Fed Vice Chair Philip Jefferson omitted any mention of rate cuts in his remarks earlier on Tuesday to a research conference, and said the U.S. central bank was ready to keep its tight monetary policy in place if inflation fails to slow as expected.
Jefferson noted the central bank was facing a strong economy and had seen little recent progress in bringing down inflation, excluding what had been a staple reference in Fed speeches to gaining “confidence” in lower inflation and then cutting rates.
Fed staff estimates that Jefferson released, in fact, indicate March will be another lost month for policy-makers, with the personal consumption expenditures price index expected to have risen at a 2.7 per cent annual rate versus 2.5 per cent in the prior month.
“My baseline outlook continues to be that inflation will decline further, with the policy rate held steady at its current level, and that the labour market will remain strong, with labour demand and supply continuing to rebalance,” Jefferson said.
But “if incoming data suggest that inflation is more persistent than I currently expect it to be, it will be appropriate to hold in place the current restrictive stance of policy for longer. I am fully committed to getting inflation back to 2 per cent.”
In his last public remarks, on Feb. 22, Jefferson included what had been a staple of recent Fed communications – that “if the economy evolves broadly as expected, it will likely be appropriate to begin dialling back our policy restraint later this year,” a nod to the possibility of reducing the Fed’s benchmark overnight interest rate from the current 5.25 per cent-5.50 per cent range to account for a slowing pace of price increases.

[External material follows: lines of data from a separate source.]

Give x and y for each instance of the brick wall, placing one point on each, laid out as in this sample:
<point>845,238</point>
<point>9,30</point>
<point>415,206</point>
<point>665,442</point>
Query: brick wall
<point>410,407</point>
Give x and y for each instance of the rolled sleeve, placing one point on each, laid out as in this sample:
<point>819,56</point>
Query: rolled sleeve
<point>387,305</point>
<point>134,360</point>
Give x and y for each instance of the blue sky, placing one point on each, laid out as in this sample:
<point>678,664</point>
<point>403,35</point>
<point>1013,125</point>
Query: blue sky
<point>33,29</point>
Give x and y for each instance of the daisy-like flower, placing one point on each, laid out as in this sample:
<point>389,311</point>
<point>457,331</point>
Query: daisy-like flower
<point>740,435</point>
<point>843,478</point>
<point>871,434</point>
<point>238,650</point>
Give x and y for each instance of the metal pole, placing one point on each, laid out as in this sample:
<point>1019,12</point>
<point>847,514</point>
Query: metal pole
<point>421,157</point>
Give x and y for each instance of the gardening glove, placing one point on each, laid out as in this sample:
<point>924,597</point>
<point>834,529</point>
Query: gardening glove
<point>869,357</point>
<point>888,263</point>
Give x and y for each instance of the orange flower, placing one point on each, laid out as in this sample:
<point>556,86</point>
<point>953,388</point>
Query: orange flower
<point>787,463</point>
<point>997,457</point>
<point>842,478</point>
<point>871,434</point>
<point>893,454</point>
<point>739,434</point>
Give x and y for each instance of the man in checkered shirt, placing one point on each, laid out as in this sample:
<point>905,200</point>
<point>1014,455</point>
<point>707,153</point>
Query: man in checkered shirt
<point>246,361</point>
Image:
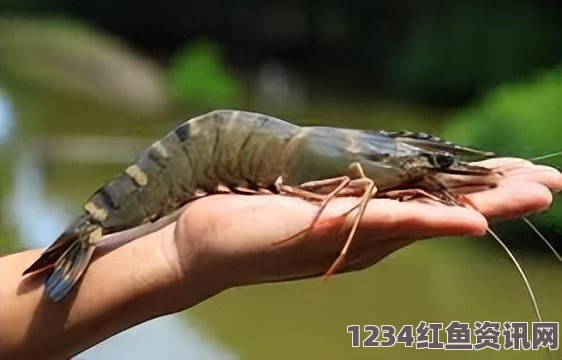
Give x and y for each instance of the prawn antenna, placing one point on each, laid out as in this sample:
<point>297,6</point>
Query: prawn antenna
<point>521,272</point>
<point>542,237</point>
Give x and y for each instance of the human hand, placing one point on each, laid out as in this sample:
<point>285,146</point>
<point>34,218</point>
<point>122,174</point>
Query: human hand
<point>229,238</point>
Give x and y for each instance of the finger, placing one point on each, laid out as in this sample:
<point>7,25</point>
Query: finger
<point>541,174</point>
<point>512,200</point>
<point>516,169</point>
<point>421,220</point>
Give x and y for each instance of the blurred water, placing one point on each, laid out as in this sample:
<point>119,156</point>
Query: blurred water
<point>169,337</point>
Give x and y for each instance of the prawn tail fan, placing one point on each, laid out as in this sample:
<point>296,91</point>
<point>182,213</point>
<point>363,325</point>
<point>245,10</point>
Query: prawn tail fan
<point>68,257</point>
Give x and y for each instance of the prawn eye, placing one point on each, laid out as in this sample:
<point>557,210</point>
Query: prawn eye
<point>444,160</point>
<point>441,160</point>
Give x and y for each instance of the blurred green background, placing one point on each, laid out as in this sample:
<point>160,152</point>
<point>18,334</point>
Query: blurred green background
<point>84,86</point>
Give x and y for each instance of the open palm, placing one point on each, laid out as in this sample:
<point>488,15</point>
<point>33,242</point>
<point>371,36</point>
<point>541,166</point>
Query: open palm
<point>233,234</point>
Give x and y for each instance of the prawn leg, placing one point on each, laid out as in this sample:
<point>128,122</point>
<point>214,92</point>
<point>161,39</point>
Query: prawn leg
<point>370,191</point>
<point>354,173</point>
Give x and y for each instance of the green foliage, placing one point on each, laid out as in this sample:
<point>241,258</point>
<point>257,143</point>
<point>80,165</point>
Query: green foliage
<point>462,48</point>
<point>198,77</point>
<point>520,119</point>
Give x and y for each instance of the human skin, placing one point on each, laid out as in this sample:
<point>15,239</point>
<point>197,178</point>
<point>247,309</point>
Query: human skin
<point>224,241</point>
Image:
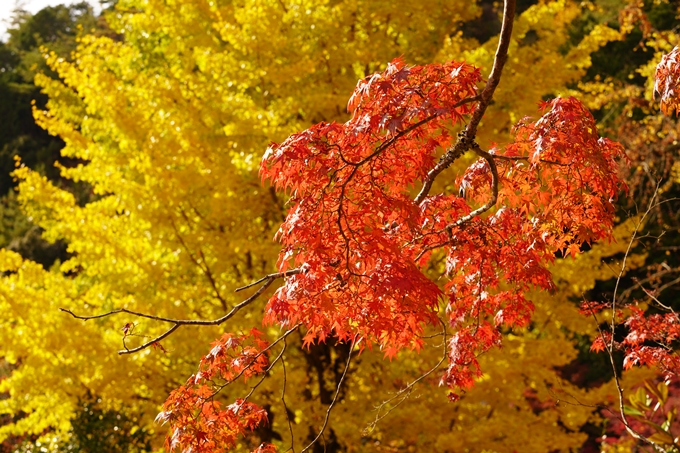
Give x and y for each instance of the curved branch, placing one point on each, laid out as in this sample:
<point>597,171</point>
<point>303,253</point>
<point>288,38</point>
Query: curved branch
<point>494,190</point>
<point>335,399</point>
<point>467,136</point>
<point>405,393</point>
<point>266,282</point>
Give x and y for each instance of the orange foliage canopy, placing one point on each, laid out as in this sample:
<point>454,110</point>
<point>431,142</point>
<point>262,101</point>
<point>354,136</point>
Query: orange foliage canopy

Analysts and investors have been steadily marking down the likelihood and timing of Fed rate cuts as policy-makers struggle to reconcile a gravity-defying economy with their assessment that monetary policy is “restrictive” and inflation likely on its way down.
Both of those ideas have been called into question by job growth, retail spending, inflation and other data that continue to challenge the Fed’s sense that the economy was gliding towards lower demand, slower growth, and price increases nearing the 2 per cent target.
Just over five weeks ago, Powell told a U.S. Senate panel that the Fed was “not far” from gaining the confidence in falling inflation needed to cut interest rates.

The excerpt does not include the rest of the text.